I have never written code to translate templates. Do you actually build a syntax tree for the template itself? I always assumed you would just store a simpler representation of the template (e.g., just a string of lexemes) and only build syntax trees when the template is instantiated.
Of course you still need to "parse" the template when it is encountered but you have to do it without semantic information (e.g., you don't know what `a` will expand to until instantiation) -- I guess that is the problem.
It is funny that Lisp's defmacro doesn't have this problem because the code itself is a syntax tree.
Either of your mentioned options for implementing template parsing were used by implementations when C++ was conceived (but before it became an ISO standard). Your "token string" approach is the route that Microsoft took with MSVC, whereas other compilers went with what later became standardized as "two phase lookup".

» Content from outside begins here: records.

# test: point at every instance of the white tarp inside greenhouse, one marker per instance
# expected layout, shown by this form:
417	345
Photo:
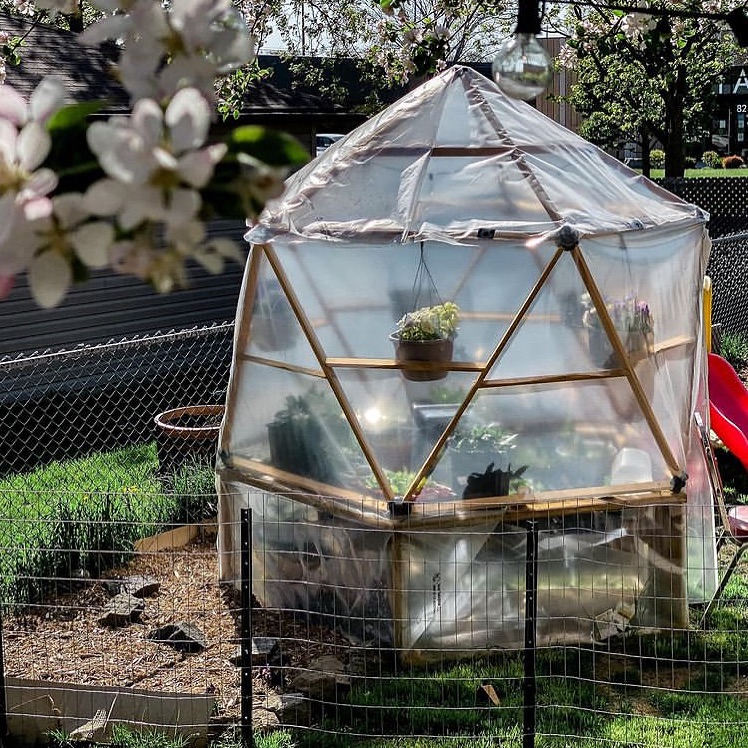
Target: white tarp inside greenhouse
576	369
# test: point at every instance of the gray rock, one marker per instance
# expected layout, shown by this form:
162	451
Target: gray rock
121	610
295	709
265	651
324	678
141	585
183	636
263	720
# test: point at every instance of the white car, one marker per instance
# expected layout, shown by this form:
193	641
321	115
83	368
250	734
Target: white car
325	140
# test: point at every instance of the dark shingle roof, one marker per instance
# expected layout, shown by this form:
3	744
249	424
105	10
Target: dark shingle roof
47	49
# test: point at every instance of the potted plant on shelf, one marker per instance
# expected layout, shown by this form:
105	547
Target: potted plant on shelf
302	438
426	335
274	324
473	449
634	323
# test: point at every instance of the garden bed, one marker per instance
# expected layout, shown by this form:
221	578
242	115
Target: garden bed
63	641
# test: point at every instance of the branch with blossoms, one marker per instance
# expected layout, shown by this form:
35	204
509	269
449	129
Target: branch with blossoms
134	193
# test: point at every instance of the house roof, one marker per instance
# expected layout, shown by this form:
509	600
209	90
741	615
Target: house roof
47	49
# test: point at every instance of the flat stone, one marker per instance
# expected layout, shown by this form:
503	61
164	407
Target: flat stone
183	636
122	610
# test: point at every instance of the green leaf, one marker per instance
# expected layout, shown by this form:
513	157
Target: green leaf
73	114
269	146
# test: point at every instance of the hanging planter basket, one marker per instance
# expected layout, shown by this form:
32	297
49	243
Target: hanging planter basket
187	434
432	352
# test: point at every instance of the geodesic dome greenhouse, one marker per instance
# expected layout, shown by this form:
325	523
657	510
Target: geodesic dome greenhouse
390	490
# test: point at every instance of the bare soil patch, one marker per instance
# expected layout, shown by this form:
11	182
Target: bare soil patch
63	641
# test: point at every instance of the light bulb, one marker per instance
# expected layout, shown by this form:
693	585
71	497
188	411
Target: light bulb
522	68
232	44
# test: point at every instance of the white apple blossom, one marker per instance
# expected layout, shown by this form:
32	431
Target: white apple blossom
24	145
198	38
154	161
53	7
635	25
137	207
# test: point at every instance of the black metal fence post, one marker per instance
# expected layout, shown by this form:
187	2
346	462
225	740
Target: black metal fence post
246	628
531	612
3	701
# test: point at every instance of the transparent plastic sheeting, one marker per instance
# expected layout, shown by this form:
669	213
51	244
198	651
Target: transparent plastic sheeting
460	589
571	431
524	173
458	193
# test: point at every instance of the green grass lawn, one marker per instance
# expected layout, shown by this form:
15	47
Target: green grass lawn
672	689
83	515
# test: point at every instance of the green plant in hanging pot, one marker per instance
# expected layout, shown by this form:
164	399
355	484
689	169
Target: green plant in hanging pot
426	336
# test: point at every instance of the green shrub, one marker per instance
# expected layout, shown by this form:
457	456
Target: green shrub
657	158
711	160
732	162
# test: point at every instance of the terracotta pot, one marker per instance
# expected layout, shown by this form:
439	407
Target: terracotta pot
433	352
187	433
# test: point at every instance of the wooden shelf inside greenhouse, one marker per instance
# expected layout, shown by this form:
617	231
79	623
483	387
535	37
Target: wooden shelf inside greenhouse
514	507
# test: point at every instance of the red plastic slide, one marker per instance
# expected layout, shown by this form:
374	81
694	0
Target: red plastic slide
728	407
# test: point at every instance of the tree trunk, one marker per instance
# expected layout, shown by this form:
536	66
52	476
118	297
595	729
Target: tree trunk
675	148
646	148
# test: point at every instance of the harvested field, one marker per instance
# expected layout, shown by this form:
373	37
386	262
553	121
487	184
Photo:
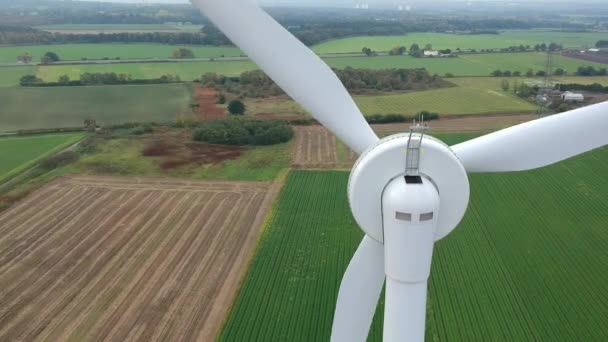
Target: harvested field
317	148
483	123
126	259
208	109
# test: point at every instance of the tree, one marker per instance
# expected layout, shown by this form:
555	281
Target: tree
29	80
236	107
221	99
65	79
25	58
49	57
183	53
415	50
368	52
397	51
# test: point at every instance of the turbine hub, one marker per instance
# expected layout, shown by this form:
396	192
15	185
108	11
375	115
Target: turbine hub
384	161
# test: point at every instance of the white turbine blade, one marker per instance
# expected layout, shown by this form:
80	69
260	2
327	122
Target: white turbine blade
537	143
404	311
359	293
294	67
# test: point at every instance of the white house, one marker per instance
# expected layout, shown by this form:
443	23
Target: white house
573	97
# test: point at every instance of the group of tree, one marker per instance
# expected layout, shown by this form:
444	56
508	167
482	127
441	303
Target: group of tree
398	51
595	87
238	131
256	84
183	53
88	79
528	73
552	47
368	52
507	73
591	71
47	58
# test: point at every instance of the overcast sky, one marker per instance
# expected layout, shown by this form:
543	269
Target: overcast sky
371	2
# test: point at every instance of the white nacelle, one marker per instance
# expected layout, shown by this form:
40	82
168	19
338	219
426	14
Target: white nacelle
410	213
385	161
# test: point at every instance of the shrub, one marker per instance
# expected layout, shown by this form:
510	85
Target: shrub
236	107
143	129
385	118
244	132
59	160
427	116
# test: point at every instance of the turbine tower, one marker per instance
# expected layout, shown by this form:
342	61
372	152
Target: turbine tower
402	205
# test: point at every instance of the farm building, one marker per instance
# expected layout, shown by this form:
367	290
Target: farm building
574	97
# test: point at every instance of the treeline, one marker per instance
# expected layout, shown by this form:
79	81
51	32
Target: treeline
244	132
591	71
19	35
257	84
595	87
88	79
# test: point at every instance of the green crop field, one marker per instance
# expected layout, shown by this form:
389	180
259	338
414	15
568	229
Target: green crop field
473	95
467	65
527	262
119	27
76	52
452	41
188	71
9	76
20	153
448	101
31	108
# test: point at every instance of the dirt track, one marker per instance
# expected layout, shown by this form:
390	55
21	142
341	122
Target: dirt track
316	148
126	259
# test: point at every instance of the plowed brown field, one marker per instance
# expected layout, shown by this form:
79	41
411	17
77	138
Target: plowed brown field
126	259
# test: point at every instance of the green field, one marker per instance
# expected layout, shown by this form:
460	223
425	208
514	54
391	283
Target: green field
451	41
9	76
467	65
188	71
527	262
448	101
473	95
76	52
123	157
19	153
120	27
31	108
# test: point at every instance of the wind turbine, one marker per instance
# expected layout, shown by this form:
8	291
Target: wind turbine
405	191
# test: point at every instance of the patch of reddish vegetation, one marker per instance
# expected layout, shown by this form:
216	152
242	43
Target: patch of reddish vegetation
587	57
288	117
207	101
175	152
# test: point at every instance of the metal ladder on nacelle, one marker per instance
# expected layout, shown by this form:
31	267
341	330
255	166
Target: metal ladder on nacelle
414	144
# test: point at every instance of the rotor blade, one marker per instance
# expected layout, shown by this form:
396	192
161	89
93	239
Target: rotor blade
294	67
404	311
359	293
537	143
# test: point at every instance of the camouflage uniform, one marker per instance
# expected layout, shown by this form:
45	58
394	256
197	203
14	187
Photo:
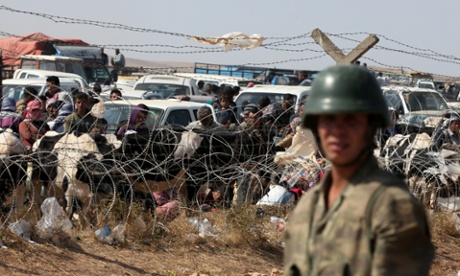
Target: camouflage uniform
392	239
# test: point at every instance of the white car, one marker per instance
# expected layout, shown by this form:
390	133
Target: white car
405	99
43	74
274	92
167	85
161	112
14	88
217	79
129	95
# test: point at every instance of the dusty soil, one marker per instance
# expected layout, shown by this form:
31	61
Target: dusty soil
247	245
88	257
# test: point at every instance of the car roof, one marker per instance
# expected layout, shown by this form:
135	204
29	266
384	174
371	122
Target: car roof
52	58
401	89
163	104
164	79
200	76
47	73
287	89
38	81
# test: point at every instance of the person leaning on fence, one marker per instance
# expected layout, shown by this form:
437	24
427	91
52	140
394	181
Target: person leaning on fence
81	120
205	120
118	63
450	134
54	87
115	95
58	124
32	127
360	220
29	95
136	122
8	116
256	136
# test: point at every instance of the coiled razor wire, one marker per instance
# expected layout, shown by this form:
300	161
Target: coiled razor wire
225	159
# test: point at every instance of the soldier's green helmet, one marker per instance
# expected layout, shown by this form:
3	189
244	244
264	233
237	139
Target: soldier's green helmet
345	89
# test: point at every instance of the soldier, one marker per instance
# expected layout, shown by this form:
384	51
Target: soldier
360	220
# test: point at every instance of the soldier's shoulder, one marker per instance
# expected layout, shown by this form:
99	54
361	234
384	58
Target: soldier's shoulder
395	188
305	203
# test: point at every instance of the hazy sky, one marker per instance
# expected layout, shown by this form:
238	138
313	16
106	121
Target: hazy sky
416	34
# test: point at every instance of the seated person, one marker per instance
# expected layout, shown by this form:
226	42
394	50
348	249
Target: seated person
167	205
451	134
32	127
136	122
205	120
81	119
58	123
8	116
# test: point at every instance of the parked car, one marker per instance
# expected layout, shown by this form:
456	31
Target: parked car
134	95
422	121
162	112
274	92
408	99
43	74
167	85
218	79
14	88
420	109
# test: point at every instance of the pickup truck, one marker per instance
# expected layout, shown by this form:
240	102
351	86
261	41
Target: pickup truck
161	112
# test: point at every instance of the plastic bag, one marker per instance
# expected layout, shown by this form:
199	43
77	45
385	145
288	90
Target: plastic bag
203	227
115	236
54	220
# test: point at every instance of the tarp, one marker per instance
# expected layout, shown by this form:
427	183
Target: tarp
31	44
232	40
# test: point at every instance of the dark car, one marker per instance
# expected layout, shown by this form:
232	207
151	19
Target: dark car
422	121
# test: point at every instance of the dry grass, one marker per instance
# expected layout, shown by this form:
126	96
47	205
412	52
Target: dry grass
245	241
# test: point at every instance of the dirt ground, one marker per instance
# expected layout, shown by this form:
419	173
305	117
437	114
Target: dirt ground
88	257
246	245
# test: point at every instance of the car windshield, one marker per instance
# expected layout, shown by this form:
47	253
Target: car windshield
424	100
17	91
118	115
253	97
415	100
165	89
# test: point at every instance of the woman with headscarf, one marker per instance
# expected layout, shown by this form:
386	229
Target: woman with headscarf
32	127
8	116
136	121
58	123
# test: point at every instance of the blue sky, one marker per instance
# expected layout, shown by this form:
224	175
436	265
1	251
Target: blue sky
416	26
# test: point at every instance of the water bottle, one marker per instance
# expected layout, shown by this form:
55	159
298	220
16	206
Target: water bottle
295	178
102	233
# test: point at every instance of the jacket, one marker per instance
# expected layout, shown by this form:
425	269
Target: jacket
375	227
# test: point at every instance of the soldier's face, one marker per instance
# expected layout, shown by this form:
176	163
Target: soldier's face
343	136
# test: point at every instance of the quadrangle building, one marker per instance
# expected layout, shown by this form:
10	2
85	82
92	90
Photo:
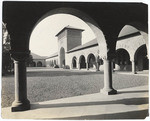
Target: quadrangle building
130	49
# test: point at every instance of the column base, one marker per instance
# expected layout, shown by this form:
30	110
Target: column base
108	91
134	72
20	106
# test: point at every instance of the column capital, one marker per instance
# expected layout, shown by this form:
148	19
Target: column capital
19	56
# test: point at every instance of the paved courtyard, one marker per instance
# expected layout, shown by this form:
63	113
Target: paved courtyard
48	84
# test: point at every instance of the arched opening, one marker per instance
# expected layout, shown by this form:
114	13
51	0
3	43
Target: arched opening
54	62
34	64
62	57
142	62
91	61
82	62
74	62
39	64
122	60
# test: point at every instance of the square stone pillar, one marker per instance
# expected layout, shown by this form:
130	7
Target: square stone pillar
108	87
21	102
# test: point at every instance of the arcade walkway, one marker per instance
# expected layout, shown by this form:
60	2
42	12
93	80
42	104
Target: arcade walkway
129	103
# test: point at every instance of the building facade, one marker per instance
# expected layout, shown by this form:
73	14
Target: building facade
131	52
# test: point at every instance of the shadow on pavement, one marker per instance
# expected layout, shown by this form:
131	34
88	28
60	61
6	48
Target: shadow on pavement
59	73
125	115
128	101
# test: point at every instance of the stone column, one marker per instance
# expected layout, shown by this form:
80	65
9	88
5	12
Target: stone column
71	65
97	66
79	66
87	66
21	102
108	88
133	67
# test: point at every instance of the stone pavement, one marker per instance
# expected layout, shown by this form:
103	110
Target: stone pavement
129	103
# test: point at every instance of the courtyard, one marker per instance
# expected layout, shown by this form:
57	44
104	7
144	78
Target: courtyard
44	84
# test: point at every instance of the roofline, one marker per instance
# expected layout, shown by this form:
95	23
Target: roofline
119	38
67	28
52	56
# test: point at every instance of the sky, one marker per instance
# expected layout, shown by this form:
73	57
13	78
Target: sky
43	41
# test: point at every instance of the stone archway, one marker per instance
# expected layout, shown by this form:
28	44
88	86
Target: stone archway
122	60
20	27
74	62
141	59
62	57
34	64
39	64
82	62
91	60
141	29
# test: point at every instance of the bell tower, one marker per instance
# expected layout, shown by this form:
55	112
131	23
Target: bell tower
68	38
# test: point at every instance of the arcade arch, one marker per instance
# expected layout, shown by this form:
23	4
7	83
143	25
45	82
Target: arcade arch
74	62
39	64
19	53
91	61
62	57
141	58
122	60
82	62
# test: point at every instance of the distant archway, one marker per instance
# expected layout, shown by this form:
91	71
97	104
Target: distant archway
142	62
74	62
91	60
62	57
122	61
82	61
39	64
34	64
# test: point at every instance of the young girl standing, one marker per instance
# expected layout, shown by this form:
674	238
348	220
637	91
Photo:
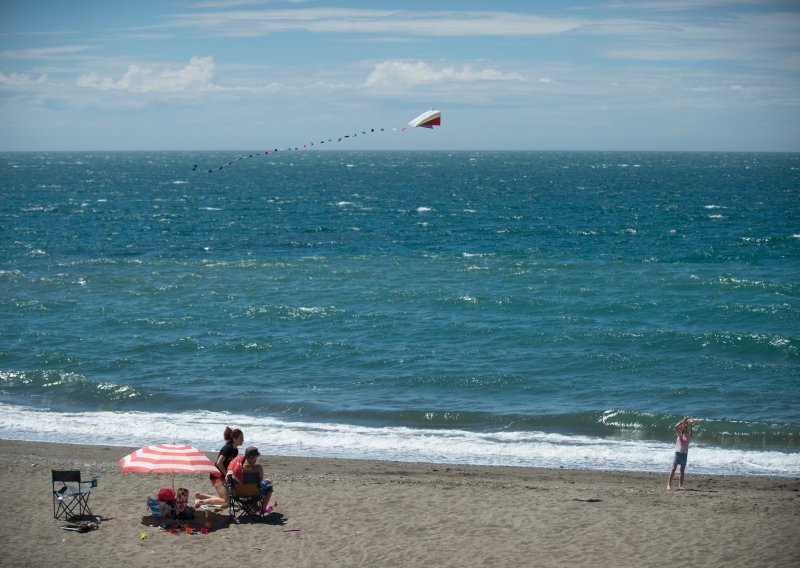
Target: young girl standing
684	430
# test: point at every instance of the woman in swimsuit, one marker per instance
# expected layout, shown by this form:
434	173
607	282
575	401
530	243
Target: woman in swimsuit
233	439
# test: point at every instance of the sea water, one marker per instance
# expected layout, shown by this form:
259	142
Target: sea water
510	308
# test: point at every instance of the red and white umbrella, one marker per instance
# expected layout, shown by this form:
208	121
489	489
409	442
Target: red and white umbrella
168	458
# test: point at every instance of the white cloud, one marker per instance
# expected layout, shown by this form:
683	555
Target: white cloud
396	73
197	75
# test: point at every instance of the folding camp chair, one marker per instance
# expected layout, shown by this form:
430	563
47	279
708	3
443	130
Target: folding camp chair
246	499
71	499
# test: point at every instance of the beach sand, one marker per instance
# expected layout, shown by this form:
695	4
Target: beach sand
384	514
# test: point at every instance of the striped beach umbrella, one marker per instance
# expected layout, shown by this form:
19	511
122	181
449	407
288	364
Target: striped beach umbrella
168	458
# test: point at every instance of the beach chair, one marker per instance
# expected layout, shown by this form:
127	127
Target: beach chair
71	494
246	499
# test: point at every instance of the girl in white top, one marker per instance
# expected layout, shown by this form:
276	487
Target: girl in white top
684	430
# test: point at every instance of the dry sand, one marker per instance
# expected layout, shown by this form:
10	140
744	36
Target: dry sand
385	514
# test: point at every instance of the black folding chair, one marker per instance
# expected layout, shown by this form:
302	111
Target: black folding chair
71	494
246	499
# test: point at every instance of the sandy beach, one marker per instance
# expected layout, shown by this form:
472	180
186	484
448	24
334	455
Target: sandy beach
366	513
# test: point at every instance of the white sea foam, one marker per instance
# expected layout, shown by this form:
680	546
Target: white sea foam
280	437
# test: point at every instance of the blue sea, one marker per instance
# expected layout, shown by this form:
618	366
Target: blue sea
553	309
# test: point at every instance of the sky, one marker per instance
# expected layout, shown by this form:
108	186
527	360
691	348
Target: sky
652	75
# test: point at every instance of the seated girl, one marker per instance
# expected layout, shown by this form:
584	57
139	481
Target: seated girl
248	462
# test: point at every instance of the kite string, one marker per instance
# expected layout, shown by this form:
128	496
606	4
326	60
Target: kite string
303	147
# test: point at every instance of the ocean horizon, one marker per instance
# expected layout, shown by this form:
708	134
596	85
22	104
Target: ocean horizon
550	309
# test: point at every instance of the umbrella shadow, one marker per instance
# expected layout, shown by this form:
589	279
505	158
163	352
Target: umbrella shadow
211	521
273	518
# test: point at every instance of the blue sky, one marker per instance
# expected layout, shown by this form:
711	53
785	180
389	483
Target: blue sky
526	75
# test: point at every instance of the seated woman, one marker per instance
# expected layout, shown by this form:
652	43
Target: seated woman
247	462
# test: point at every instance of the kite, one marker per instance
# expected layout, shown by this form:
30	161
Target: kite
427	119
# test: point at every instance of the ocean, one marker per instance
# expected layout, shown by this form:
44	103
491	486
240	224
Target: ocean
551	309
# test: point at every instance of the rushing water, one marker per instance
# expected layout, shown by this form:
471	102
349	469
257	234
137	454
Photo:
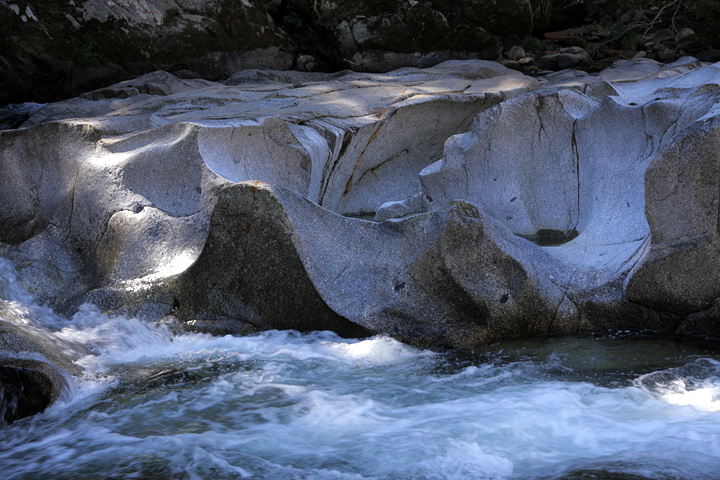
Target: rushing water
284	405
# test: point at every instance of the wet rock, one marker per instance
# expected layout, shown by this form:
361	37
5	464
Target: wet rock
504	205
27	387
34	366
515	53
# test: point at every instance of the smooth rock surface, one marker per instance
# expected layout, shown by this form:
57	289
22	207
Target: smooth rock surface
504	205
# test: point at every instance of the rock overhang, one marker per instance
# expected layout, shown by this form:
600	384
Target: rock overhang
562	159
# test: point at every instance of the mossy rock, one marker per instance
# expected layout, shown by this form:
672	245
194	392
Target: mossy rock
471	39
532	44
572	42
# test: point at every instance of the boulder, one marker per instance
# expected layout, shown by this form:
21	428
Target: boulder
452	205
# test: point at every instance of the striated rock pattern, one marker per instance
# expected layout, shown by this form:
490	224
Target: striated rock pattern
453	205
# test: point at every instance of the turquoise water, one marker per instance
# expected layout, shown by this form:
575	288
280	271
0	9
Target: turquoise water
284	405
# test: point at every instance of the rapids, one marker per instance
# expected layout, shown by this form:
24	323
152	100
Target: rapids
154	404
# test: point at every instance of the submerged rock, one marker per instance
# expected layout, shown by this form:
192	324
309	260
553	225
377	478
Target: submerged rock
452	205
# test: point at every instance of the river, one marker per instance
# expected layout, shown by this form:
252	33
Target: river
153	404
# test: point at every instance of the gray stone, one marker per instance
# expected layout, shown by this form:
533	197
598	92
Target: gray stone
515	53
504	205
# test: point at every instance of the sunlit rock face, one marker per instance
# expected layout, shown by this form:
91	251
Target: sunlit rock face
456	205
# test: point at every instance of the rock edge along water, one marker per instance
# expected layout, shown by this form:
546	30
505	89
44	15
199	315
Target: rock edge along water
246	205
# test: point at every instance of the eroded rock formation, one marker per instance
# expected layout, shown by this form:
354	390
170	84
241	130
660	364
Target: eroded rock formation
452	205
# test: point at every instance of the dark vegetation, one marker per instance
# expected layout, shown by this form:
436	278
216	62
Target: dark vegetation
59	54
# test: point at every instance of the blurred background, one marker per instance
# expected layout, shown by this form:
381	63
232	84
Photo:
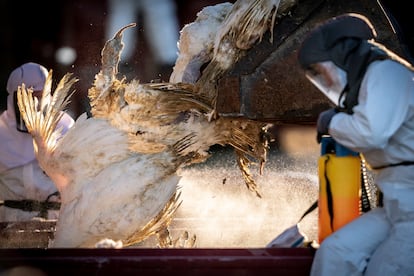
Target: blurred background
68	35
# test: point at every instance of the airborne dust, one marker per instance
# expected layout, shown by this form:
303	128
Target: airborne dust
218	208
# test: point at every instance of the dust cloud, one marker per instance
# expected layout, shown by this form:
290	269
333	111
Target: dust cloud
218	208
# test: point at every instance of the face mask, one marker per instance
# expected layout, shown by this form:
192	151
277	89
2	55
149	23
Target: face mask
329	79
20	125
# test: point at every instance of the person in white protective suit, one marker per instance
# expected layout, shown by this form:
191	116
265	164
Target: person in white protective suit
373	90
21	178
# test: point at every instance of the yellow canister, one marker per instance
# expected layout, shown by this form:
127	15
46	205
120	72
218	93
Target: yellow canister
339	187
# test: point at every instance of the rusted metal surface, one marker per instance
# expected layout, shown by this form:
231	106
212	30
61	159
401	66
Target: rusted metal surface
268	84
26	234
255	261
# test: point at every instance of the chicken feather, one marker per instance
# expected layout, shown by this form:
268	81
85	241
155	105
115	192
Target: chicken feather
156	115
109	192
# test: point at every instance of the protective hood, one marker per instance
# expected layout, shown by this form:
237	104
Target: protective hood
347	41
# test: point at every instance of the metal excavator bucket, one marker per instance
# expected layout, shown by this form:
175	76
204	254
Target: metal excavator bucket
267	84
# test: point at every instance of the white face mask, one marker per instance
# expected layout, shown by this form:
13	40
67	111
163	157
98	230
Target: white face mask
329	79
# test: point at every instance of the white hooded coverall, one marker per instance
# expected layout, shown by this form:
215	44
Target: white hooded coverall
380	242
20	174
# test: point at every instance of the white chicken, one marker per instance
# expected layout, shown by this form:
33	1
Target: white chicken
157	115
219	37
118	171
106	190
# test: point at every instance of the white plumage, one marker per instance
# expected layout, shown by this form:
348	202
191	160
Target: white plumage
117	172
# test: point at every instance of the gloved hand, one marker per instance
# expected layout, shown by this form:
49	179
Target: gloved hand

In short: Token stream alone is not enough. You need to decide whether T::A * b; is a pointer declaration or a multiplication immediately when you parse the template. If A is a dependent name (i.e. if T is a template parameter), it is assumed to be a variable (if that's not correct, the programmer must use typename or template).
MSVC has only recently completed their implementation of two-phase lookup, some twenty years after it was defined as the correct option in the ISO C++ standard. They have an excellent writeup here: https://devblogs.microsoft.com/cppblog/two-phase-name-lookup...
Of course you still need to "parse" the template when it is encountered but you have to do it without semantic information (e.g., you don't know what `a` will expand to until instantiation) -- I guess that is the problem.
It is funny that Lisp's defmacro doesn't have this problem because the code itself is a syntax tree.